[Review] Robert Wyatt: Rock Bottom (1974)

His highest musical achievement to date is a surreal sea of strange creatures.

Kronomyth 2.0: Your lunacy fits neatly with my own.

Under the lunacy of Robert Wyatt, you’ll find hedgehogs, guarders (not larders) and half fish/half porpoise/half baby sperm whale creatures to keep you company. Rock Bottom is even stranger than his last album, The End of an Ear, while at the same time managing to be more magical and tuneful too. If you can imagine Robyn Hitchcock on drugs (I know, I thought he already was too), you’ll have an inkling of the surrealist odyssey you’re in for.

Wyatt’s second album manages to be both naïve and sophisticated at the same time. Words morph from nonsense to odd-sense, fluorescent strands of melody float past, and you’ll wonder the whole while if Wyatt is being avant-garde or just out of his gourd. The big difference between this album and The End of an Ear is that the musicians play actual music. Richard Sinclair and Hugh Hopper provide relatively straight accompaniment on bass guitar, Mike Oldfield and Fred Frith could pass for Robert Fripp passing by, while Gary Windo and Mongezi Feza blow things up with some wild soloing on the little, red road tracks.

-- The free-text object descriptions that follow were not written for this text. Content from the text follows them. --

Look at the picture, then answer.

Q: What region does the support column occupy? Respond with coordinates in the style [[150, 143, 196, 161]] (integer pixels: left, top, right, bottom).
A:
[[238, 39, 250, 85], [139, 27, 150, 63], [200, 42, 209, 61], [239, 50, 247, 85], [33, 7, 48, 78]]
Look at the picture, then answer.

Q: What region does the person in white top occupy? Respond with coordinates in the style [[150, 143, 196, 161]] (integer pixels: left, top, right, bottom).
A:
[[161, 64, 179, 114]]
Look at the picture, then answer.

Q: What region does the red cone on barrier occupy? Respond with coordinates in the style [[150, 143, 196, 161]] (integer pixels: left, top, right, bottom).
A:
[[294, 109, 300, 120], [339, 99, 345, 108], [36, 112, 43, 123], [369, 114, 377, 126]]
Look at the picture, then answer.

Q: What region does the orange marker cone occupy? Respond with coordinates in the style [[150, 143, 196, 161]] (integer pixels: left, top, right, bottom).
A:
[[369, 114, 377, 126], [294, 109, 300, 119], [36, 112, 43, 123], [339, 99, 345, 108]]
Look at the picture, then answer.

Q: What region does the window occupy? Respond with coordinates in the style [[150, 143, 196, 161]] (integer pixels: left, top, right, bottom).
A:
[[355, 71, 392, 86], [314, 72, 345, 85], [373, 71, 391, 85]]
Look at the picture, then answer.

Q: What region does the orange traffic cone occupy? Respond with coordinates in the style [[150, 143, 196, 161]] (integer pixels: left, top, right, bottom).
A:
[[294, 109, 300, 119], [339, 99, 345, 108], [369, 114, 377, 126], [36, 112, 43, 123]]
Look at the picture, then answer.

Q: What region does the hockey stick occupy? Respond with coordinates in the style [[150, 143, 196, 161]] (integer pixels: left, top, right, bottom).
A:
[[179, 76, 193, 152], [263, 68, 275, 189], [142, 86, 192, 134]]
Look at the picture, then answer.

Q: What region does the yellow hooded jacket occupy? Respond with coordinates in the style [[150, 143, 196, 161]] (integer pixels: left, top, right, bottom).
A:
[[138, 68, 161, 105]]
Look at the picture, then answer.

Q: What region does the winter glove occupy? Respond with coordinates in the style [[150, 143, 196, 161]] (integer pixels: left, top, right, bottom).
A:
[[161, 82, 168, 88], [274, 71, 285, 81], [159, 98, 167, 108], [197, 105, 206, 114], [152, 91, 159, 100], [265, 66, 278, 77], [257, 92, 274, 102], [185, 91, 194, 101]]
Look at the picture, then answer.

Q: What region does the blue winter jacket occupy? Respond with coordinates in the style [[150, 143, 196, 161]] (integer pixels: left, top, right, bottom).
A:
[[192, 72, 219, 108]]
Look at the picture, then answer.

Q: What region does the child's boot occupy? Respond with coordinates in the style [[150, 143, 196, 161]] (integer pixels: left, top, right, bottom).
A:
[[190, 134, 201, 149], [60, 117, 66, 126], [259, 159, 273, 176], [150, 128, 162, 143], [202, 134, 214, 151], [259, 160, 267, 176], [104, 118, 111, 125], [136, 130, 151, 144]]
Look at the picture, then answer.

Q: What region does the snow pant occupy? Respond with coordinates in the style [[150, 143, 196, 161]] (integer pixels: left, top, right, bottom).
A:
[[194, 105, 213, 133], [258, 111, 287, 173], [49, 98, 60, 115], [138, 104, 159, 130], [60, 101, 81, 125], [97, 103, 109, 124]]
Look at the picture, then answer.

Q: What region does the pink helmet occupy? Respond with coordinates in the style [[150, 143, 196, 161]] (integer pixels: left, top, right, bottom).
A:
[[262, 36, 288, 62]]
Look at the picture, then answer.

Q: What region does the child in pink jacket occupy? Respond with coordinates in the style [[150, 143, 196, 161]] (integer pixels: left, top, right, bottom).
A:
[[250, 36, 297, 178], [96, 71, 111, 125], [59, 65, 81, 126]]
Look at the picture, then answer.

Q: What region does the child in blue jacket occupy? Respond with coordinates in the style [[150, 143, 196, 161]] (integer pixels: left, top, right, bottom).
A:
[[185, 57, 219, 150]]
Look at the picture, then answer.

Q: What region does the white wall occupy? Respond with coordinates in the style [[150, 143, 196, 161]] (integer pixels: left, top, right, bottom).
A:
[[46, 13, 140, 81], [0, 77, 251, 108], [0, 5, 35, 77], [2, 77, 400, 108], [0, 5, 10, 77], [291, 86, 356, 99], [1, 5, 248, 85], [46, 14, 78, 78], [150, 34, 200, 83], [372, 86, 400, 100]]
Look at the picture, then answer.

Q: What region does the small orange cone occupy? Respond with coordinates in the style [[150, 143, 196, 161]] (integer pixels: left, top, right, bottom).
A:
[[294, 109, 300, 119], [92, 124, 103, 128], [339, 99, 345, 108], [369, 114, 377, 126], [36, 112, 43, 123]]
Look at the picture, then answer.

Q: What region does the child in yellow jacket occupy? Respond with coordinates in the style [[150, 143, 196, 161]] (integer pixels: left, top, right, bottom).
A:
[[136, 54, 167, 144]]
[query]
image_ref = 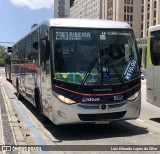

Water seems to be a common theme on the album. That and hedgehogs. And, in a real sense, you’re submerged in Wyatt’s underwater world for forty minutes, waiting to exhale when it’s all over. I was impressed with how many risks Wyatt was willing to take on his first record, but a method to his madness emerges on Rock Bottom. He really has created his own musical world using piano, drones, words (real and invented) and a carefully selected group of co-conspirators. It’s a great place to start if you’re just getting your feet wet in the work of Robert Wyatt. (You also owe it to yourself to check out this amazing version of Alifib performed by the French group, Odeia.)

Original elpee version

A1. Sea Song (6:30)
A2. A Last Straw (5:44)
A3. Little Red Riding Hood Hit the Road (7:40)
B1. Alifib (6:55)
B2. Alife (6:17)
B3. Little Red Robin Hood Hit the Road (6:19)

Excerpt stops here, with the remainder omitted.